Es gibt zu viele Reibungsverluste

Aber bei allem gilt: Sosehr private Akteure in Deutschland sich in den Schlüsseltechnologien auch zur Höchstleistung aufschwingen – den Herausforderungen in Sachen Innovationskraft und digitale Souveränität werden wir nur gewachsen sein, wenn auch unsere staatlichen und gesellschaftlichen Strukturen moderne Spitzenklasse sind. Und da haben wir in der nächsten Legislaturperiode erhebliche Aufgaben vor uns.

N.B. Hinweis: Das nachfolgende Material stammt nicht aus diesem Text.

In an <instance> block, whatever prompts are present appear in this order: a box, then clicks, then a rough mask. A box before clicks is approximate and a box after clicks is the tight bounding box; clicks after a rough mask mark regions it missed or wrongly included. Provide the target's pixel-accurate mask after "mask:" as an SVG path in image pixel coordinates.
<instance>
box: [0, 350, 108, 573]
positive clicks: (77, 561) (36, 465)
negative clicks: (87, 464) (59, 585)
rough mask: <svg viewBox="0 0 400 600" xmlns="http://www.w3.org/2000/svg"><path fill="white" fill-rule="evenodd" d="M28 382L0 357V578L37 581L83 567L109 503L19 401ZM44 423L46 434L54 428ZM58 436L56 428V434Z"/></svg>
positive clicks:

Ich bin dankbar, dass dies mittlerweile auch in der Breite der politischen Debatte mehr und mehr so gesehen wird. Dazu gehört auch die Modernisierung des öffentlichen Dienstes als Rückgrat unseres Staates. Ihm müssen wir Strukturen und Instrumente an die Hand geben, um pragmatischer, leistungsfähiger und innovativer zu werden. Neben der Vereinfachung von Vergabe- und Genehmigungsverfahren gehört ein Überdenken der staatlichen Strukturen, Hierarchien und Entscheidungswege dazu, nicht nur, aber eben auch in der Digitalpolitik.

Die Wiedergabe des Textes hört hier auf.